Speaker: Alessandra Gorla , IMDEA, Spain
Area: App Mining
When and where: Tuesday, July 19, 11:25 – 12:55 at DFKI
Abstract: Software engineering researchers suddenly have access to a huge software ecosystem that can be analyzed: Millions of mobile apps on public stores such as the Google Play. Together with code, apps come with lots of metadata information such as the natural language description that states what the application should be doing, the list of permissions the app needs in order to function correctly, and the list of reviews that users provide.

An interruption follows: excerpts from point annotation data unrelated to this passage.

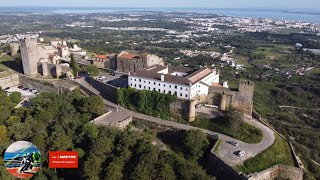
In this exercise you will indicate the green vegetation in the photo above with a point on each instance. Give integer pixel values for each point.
(61, 122)
(216, 146)
(15, 97)
(147, 102)
(92, 70)
(75, 67)
(278, 153)
(233, 126)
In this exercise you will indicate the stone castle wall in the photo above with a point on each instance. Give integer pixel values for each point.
(278, 172)
(130, 65)
(29, 55)
(9, 81)
(241, 100)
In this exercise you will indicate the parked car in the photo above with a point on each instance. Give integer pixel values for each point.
(100, 78)
(241, 153)
(233, 143)
(215, 136)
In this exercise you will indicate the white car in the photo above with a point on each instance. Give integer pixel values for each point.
(241, 153)
(233, 143)
(100, 78)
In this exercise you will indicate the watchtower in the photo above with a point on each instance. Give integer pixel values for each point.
(29, 55)
(245, 96)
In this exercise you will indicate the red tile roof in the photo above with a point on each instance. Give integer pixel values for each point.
(128, 56)
(101, 56)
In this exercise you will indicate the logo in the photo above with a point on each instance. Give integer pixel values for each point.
(63, 159)
(22, 159)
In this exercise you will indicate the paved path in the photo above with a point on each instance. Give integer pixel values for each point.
(226, 151)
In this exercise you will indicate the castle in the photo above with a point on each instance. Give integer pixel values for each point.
(128, 62)
(44, 59)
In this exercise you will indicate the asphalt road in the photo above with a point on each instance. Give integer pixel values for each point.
(226, 151)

In this talk I will present the fundamental techniques and tools to analyze this large body of information. I will introduce static and dynamic analysis techniques to analyze apps behavior, and I will leverage machine learning and natural language processing techniques for several purposes such as finding similar applications or anomalous behavior.
More on Alessandra:
Alessandra Gorla received her Bachelor’s and Master’s degrees in computer science from the University of Milano-Bicocca in Italy. She completed her Ph.D. in informatics at the Universita’ della Svizzera Italiana in Lugano, Switzerland in 2011. In her Ph.D. thesis she defined and developed the notion of Automatic Workarounds, a self-healing technique to recover Web applications from field failures, a work for which she received the Fritz Kutter Award for the best industry related Ph.D. thesis in computer science in Switzerland.
Before joining IMDEA Software Institute in December 2014 as Assistant Research Professor, she has been a postdoctoral researcher in the software engineering group at Saarland University in Germany. During her postdoc, she has also been a visiting researcher at Google in Mountain View.
Alessandra’s research interests are in software engineering, and in particular on testing and analysis techniques to improve the reliability and security of software systems. She is also interested in malware detection for mobile applications.